Vendredi 11 février 2011 : Sarkozy se montre au dînerr du CRIF, et annonce que la France a d’abord des racines juives avant celles chrétiennes. Que ceux qui ont des oreilles entendent.

On sait aussi que l’empire sioniste a besoin d’éradiquer le pouvoir des mollahs en Iran et donc compte bien se servir de la contagion de ces révolutions arabes pour renverser le régime. Peu importe qui on mettra à la place du moment qu’il fasse allégeance à l’empire. Les révolutions dites de couleurs, ou de fleurs, ont fait leurs preuves à travers l’Europe et toujours dans le sens de mettre en place un pouvoir pro-occidentaliste. C’est ainsi que marche le monde. Par la force des armes, par la guerre, par la soumission et la domination. Combien de temps encore ? On approche de la fin de la partie. La chute de l’Iran, et la certitude israélienne d’être la seule puissance en Orient causera sa perte et celle du monde tout entier par rocochet. Le sionisme et l’antisionisme sont les deux griffes appartenant à une même serre qui se refermera sur notre gorge pour boire notre sang. L’Iran par ses provocations joue à merveille le jeu de la haine sioniste. Est-ce voulu ? Ou bien est-il inconscient ? En tout cas la suite du film doit nécessairement se passer en Iran sous la pression de l’opinion mondiale. A suivre avec intérêt car le résultat décidera du sort du monde ni plus ni moins.

12 février 2011 : Mahmoud Ahmadinejad a de nouveau lancé une des diatribes dont il est coutumier à l’égard des américains et des israéliens. Le président iranien a estimé qu’avec les révoltes tunisienne et égyptienne « le Proche-Orient allait bientôt être débarrassé des oppresseurs et de Washington et de l’Etat hébreu ».
Manifestations en pays Arabe : la contagion inquiète l’Occident

Téhéran tente d’étouffer toute contestation

lundi 14 février 2011 à 11 h 59

Les forces de sécurité iraniennes ont utilisé des gaz lacrymogènes et des balles de peinture lundi pour disperser des manifestants rassemblés au cœur de Téhéran à l’appel d’opposants au président Mahmoud Ahmadinejad.

Mir Hossein Mousavi

Mir Hossein Mousavi (archives) – Photo: AFP/Behrouz Mehri

La manifestation avait officiellement pour objectif d’appuyer les soulèvements populaires tunisien et égyptien, mais elle a tôt fait de raviver le souvenir des rassemblements-monstres qui ont eu lieu dans la foulée de la présidentielle de 2009.

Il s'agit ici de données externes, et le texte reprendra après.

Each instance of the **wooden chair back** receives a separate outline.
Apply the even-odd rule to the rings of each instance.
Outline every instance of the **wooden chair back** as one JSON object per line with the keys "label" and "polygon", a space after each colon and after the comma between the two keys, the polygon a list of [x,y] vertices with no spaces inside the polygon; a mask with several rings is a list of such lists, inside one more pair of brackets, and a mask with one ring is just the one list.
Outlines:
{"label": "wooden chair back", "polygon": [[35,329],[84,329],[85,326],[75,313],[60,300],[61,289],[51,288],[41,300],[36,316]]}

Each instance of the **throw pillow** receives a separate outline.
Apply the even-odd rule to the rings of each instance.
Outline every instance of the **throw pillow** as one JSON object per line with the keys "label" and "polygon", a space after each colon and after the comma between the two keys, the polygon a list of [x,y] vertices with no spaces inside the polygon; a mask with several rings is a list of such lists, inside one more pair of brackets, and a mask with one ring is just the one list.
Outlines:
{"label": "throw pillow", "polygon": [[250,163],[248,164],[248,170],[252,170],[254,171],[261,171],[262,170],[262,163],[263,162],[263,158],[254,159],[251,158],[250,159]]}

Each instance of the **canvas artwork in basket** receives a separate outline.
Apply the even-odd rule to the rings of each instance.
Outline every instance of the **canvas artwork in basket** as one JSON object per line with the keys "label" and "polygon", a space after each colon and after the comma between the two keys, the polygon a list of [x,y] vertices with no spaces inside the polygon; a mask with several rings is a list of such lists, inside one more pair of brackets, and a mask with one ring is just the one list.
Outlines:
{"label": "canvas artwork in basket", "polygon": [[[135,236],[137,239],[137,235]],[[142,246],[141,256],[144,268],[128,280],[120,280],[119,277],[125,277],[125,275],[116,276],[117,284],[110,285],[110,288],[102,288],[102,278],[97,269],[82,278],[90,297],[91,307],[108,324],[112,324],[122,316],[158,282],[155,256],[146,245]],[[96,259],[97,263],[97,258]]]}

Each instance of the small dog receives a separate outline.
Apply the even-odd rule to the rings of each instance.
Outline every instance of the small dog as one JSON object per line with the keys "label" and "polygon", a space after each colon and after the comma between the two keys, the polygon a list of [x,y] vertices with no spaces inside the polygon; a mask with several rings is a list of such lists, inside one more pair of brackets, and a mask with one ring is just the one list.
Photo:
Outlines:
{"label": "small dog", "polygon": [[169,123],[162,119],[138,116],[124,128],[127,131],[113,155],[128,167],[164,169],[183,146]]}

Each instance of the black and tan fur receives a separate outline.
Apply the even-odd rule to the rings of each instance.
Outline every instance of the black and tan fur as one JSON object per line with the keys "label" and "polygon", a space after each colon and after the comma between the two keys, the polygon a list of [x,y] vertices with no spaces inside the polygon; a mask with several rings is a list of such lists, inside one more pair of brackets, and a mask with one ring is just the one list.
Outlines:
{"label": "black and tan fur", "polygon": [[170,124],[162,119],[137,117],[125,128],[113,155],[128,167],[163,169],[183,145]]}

Selon le site Internet de l’opposant Mir Hossein Mousavi, candidat défait à la présidentielle de 2009, des témoins rapportent que des dizaines d’arrestation ont eu lieu.

Des témoins de l’Agence France-Presse rapportent que les gaz lacrymogènes ont été lancés place Azadi (Liberté) lorsque des manifestants ont entrepris de scander « Mort au dictateur », un slogan contre le président Ahmadinejad très prisé lors des manifestations de juin 2009.

Reuters cite pour sa part des témoins qui affirment que des gaz lacrymogènes ont aussi été tirés place de l’imam Hussein, où des milliers de manifestants s’étaient rassemblés en silence.

Les témoins des deux agences rapportent que des milliers de personnes ont pris part aux rassemblements. Il est cependant impossible de confirmer ces informations de sources indépendantes puisque le gouvernement iranien empêche les journalistes étrangers de travailler dans les rues du pays.

Reuters rapporte également des rassemblements de centaines de personnes à Ispahan et Shiraz, deux villes importantes du pays.

Les manifestations ont eu lieu malgré le fait qu’elles aient été interdites par le régime iranien. Un important dispositif policier pouvait d’ailleurs être aperçu dans les rues de Téhéran, particulièrement près des grandes places publiques. Plusieurs arrestations ont eu lieu en prévision de la manifestation.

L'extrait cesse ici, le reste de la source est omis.